This seems like a trivial oversight but it's a surprisingly common mistake. When a Lambda function runs it's a black box and to gain visibility into what
happens inside, using console.log
is the easiest solution. Because of this, developers of these functions usually insert quite a few of such debug logs
and these can easily end up in the production system. And these logs are usually way less secure than the databases the data is intended to be stored.
When it happens, it's known as the Insertion of Sensitive Information into Log File security vulnerability. And it happens. Twitter had an incident when it had to reset the user passwords because they were put into a log file without hashing. In another incident, the administrator password was stored in the logs in plain text.
How to fix it
This is a hard problem to fix. Logging is a requirement even for a production system and it's essential during development, so simply banning all console.
statements is not a good solution here. On the other hand, it's hard to notice when sensitive information ends up in the logs.
The first step to take is to secure the logs. If you don't allow access to a database you don't want that identity to read the logs. Make sure to limit access to the logs service via IAM policies.

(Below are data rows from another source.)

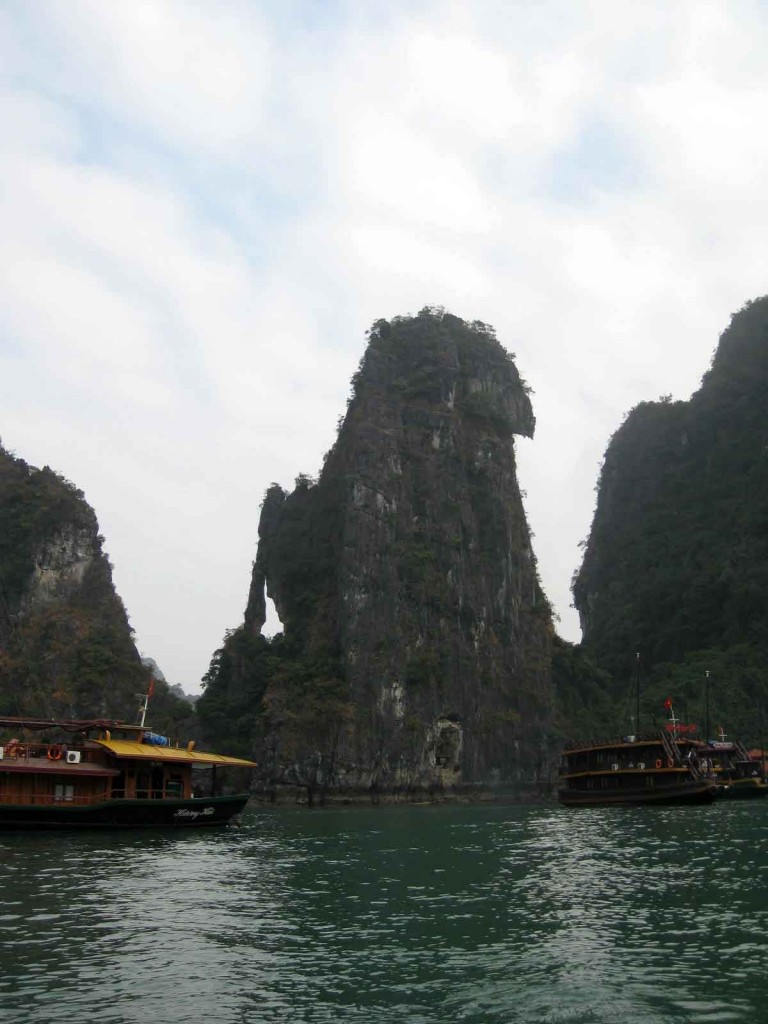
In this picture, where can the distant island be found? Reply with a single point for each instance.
(419, 657)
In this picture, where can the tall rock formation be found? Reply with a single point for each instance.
(66, 645)
(417, 644)
(676, 565)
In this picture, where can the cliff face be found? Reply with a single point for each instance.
(676, 566)
(66, 645)
(417, 640)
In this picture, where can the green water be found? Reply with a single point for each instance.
(403, 914)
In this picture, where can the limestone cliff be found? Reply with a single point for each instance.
(676, 565)
(417, 644)
(66, 645)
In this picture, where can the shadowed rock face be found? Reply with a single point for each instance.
(66, 644)
(677, 557)
(406, 573)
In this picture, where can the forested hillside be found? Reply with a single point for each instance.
(417, 649)
(676, 564)
(66, 644)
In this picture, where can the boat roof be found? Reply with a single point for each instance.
(630, 743)
(36, 766)
(148, 752)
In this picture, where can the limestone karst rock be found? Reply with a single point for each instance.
(417, 643)
(66, 644)
(676, 564)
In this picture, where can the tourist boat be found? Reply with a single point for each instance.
(109, 774)
(658, 769)
(666, 768)
(738, 774)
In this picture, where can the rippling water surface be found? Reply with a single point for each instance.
(645, 915)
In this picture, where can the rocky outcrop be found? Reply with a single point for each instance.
(66, 644)
(676, 565)
(417, 644)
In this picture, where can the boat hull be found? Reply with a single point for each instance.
(684, 793)
(180, 813)
(743, 788)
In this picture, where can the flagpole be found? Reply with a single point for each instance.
(145, 701)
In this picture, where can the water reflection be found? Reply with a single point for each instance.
(417, 914)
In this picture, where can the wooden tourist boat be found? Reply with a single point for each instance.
(738, 774)
(108, 774)
(636, 770)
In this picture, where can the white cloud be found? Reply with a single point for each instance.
(205, 206)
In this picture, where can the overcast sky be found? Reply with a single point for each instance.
(205, 205)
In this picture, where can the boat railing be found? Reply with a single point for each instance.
(671, 749)
(49, 800)
(39, 752)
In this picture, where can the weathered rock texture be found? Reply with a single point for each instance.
(676, 565)
(66, 645)
(417, 646)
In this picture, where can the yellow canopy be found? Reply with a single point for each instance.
(148, 752)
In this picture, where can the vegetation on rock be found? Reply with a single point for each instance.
(417, 643)
(676, 565)
(66, 644)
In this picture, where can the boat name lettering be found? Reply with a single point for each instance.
(184, 812)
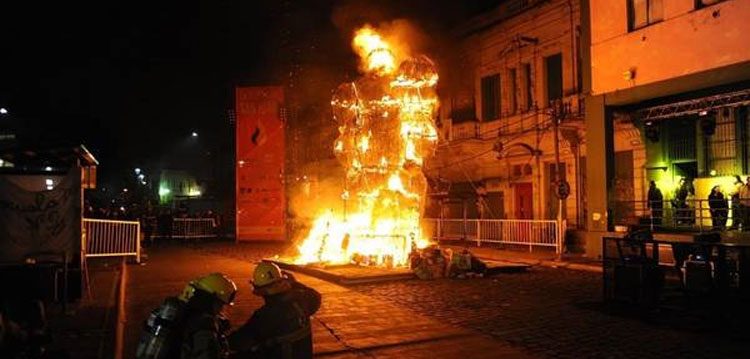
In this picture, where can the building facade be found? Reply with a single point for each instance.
(676, 72)
(520, 68)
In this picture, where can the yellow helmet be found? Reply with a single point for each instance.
(217, 284)
(266, 273)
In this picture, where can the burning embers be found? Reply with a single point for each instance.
(386, 131)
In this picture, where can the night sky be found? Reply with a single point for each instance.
(132, 80)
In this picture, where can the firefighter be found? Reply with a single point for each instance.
(190, 326)
(204, 335)
(281, 327)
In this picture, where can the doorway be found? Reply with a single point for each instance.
(524, 194)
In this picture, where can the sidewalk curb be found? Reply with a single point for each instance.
(120, 326)
(552, 264)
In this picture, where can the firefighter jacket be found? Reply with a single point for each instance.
(280, 328)
(205, 337)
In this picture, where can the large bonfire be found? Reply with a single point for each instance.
(386, 130)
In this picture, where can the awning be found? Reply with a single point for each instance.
(694, 106)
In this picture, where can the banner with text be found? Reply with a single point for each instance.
(261, 203)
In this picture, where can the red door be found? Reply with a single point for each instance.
(524, 205)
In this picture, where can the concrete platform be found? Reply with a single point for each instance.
(351, 274)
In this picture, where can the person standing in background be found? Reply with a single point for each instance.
(718, 208)
(655, 203)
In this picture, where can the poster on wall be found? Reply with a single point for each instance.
(35, 219)
(260, 199)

Second, don't log sensitive information, but it's easier said than done. It's a good idea to manually check the logs from time to time, and might be possible to search for patterns that might indicate sensitive information, such as something that looks like a credit card number or a password.
Third, you can configure different log levels for different environments. If the logs are to aid development, they can use a "debug" log level and the production system can simply ignore these commands. This is a bit more involved, but there are frameworks to help with this.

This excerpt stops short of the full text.